Moms who work full-time are healthier at age 40 than moms who stay at home, work part time, or moms who find themselves repeatedly out of work. This was the result of a study reported on Monday, the last day of the Annual Meeting of the American Sociological Association in Denver, Colorado.
Co-author Adrianne Frech, Assistant Sociology Professor at the University of Akron in Ohio, told the press, work is good for both physical and mental health, for many reasons: “It gives women a sense of purpose, self-efficacy, control and autonomy.” “They have a place where they are an expert on something, and they’re paid a wage,” she added.
However, Frech and co-author Sarah Damaske of Pennsylvania State University, said rather than stir up the going-out-to-work versus stay-at-home debate, their research highlights a recently identified group, whom they label the persistently unemployed.
They say this group of mothers deserves more attention because they appear to be the least healthy at around age 40. Persistently unemployed mothers are in and out of the workforce, often not by their own choice. They repeatedly experience the highs and lows of finding rewarding work, only to lose it and have to start all over again. This becomes a health risk because of the stress caused by work instability.

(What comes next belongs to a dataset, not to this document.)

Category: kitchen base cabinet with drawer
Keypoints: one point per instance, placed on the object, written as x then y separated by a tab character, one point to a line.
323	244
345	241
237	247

“Struggling to hold onto a job or being in constant job search mode wears on their health, especially mentally, but also physically,” said Frech. “Women with interrupted employment face more job-related barriers than other women, or cumulative disadvantages over time,” she added. For their study, Frech and Damaske analyzed longitudinal data on 2,540 women who became mothers between 1978 and 1995. After adjusting for other factors that could influence the findings, such as prior health, employment before pregnancy, race/ethnicity, single motherhood, cognitive ability, and age at first birth, they found the choices women make early in their professional lives can influence their health later on.
Women who are working moms shortly after having children reported better health, both physical and mental. They have more mobility, less tendency to depression, and have more energy, at age 40.
Frech and Damaske suggest if women are able to make good choices before they have their first child, they are more likely to enjoy better health later on. “Examples of good choices could be delaying your first birth until you’re married and done with your education, or not waiting a long time before returning to the workforce,” said Frech.
Frech suggests working moms full time brings many benefits that part time workers rarely see: not only is the pay higher, but the chances of promotion are better, there is more job security and more fringe benefits. In contrast, mothers who stay at home may find themselves socially isolated and financially dependent.
Work makes you healthier and gives you the opportunity to save a nest egg, says Frech. “Also, should a divorce happen, it is harder to enter the workforce if you don’t have a solid work history. Don’t give up on work and education,” she adds.
Frech also suggests society benefits when single mothers are offered child care and transportation, because this results in better job prospects for them.